In re Emoni W. (June, 2011) Connecticut Appellate Court
June, 2011
Application of Interstate Compact on the Placement of Children to Nonresident Parents
Background On July 9, 2010, the children were removed from their mother’s home after she was arrested for various drug charges with intent to sell and for four counts of risk of injury to a child. On July 12, 2010, DCF sought an order of temporary custody. DCF then learned about the children’s father (respondent appellant), who was living in Pennsylvania and had been responsible for the children’s care for extended periods of time. Father now wanted the children to come live with him in Pennsylvania.
At a July 16, 2010 hearing, father argued that the Interstate Compact on the Placement of Children (Conn. Gen. Stat. § 17a-175) (“Compact”) did not apply to him, a noncustodial parent, and requested the court allow him to take the children out-of-state. The trial court found that the requirements of the Compact applied to placement of a child with an out-of-state, noncustodial parent. Both the father and the child appealed.

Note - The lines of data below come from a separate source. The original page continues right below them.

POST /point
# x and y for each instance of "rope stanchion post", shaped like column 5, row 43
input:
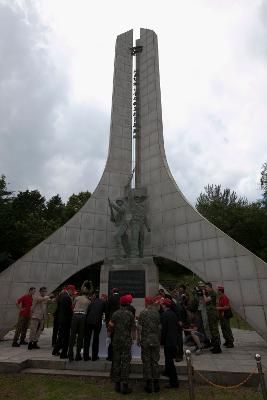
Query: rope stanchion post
column 190, row 375
column 261, row 376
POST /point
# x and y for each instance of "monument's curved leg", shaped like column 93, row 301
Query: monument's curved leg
column 178, row 231
column 87, row 237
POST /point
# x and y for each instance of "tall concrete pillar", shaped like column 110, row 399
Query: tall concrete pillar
column 87, row 237
column 178, row 231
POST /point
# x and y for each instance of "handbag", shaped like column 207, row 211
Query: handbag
column 228, row 313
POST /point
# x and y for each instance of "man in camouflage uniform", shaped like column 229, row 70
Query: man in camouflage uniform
column 149, row 339
column 122, row 324
column 225, row 314
column 210, row 298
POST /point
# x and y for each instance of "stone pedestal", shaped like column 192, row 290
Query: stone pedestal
column 138, row 276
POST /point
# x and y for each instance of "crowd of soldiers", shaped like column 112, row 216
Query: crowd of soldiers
column 170, row 320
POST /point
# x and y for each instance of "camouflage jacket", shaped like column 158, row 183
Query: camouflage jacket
column 149, row 325
column 124, row 325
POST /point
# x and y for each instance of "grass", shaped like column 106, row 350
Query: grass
column 42, row 387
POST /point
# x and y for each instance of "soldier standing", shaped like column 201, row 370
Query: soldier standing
column 210, row 298
column 122, row 324
column 148, row 330
column 225, row 313
column 169, row 322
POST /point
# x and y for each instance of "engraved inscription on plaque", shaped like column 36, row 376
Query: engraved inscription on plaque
column 128, row 282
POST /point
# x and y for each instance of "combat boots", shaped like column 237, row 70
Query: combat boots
column 156, row 385
column 126, row 389
column 148, row 386
column 118, row 387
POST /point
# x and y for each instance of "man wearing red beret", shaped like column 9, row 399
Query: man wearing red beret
column 170, row 331
column 225, row 313
column 148, row 330
column 122, row 324
column 65, row 312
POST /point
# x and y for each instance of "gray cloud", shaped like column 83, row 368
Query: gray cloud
column 46, row 141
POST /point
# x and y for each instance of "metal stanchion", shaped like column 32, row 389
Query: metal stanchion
column 190, row 375
column 261, row 376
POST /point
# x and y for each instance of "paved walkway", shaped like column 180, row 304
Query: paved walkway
column 237, row 361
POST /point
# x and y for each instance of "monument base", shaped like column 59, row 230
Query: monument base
column 138, row 276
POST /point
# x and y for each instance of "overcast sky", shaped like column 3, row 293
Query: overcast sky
column 56, row 71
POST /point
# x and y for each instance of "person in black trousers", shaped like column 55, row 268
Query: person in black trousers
column 112, row 306
column 64, row 321
column 169, row 333
column 93, row 326
column 176, row 308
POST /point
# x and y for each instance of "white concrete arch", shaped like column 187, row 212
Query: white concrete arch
column 87, row 237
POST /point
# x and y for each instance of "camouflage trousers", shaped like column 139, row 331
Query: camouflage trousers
column 214, row 329
column 121, row 363
column 21, row 329
column 226, row 330
column 150, row 358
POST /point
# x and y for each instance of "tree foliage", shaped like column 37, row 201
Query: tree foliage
column 244, row 221
column 27, row 218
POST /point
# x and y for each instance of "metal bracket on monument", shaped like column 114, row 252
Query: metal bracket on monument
column 136, row 49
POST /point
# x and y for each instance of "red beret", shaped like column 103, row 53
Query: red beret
column 149, row 300
column 124, row 300
column 129, row 297
column 167, row 302
column 71, row 287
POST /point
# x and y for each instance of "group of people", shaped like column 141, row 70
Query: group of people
column 170, row 320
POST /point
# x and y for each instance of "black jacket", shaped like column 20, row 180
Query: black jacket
column 64, row 308
column 112, row 306
column 170, row 328
column 95, row 312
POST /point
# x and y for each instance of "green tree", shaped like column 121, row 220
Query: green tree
column 243, row 221
column 75, row 203
column 30, row 225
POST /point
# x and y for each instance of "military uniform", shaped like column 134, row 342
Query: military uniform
column 213, row 320
column 225, row 320
column 123, row 325
column 149, row 325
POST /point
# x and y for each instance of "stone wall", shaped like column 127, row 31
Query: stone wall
column 87, row 237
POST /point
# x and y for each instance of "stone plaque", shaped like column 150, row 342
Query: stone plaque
column 128, row 282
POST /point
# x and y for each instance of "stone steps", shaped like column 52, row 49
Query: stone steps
column 90, row 374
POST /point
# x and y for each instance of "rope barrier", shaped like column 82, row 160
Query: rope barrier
column 227, row 387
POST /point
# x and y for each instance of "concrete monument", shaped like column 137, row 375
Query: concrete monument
column 176, row 230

At a subsequent hearing during the pendency of the appeal, having received the results of a compact study, the court adjudicated the children as neglected and granted joint legal custody to the father and mother, with physical custody to the father. At the time of oral arguments, the children were living with their father. Subsequent to argument, the appellate court requested briefs from the parties as to whether the case was now moot because the children were living with their father. All of the parties, including DCF, agreed that the case was moot but that the case was “capable of repetition but evading review.”
Holding The majority held that the court lacked subject matter jurisdiction over the appeal because the father’s and children’s claims were moot and did not fall into any of the exceptions to the mootness doctrine. The court held that the claims did not fall into the “capable of repetition, yet evading review” exception to the mootness doctrine because the permanent placement of children with an out-of-state noncustodial parent is not inherently time limited, and will, therefore, not cause a substantial majority of cases raising the same issue to become moot prior to final appellate resolution. Further, the issue is not evading review because out-of-state courts turn down Compact applications about fifty percent of the time, and the Appellate Court can grant relief in those cases.
Dissent (Bishop, J.) The dissent would hold that this case qualifies under the “capable of repetition, yet evading review” exception to the mootness doctrine because approximately 73 percent of interstate compact requests are completed prior to oral arguments can be heard on appeal, citing statistical information presented by the Department of Children and Families in support of continuing appellate court jurisdiction.
The dissent then determined that the Compact statutory language is unambiguous and does not apply to out-of-state, noncustodial parents. The Compact notice section indicates that it applies to placements for “foster care” or “adoption.” Placement with a parent cannot constitute a foster or adoptive placement. Judge Bishop wrote that the drafters of the Compact did not intend to burden parents with the same requirements as those individuals or agencies seeking to adopt children or provide foster care to children to whom they are not related. DCF cited corresponding regulatory language that broadened the scope of the Compact to nonresident parents. However, to the extent that such regulations conflicted with the plain language of the statute itself, the regulations were void.
The dissent noted that the only federal circuit court to address this issue, McComb v. Wambaugh, 934 F.2d 474, 480 (3d Cir. 1991), concluded that, “[t]he scope of the Compact is carefully limited to foster care.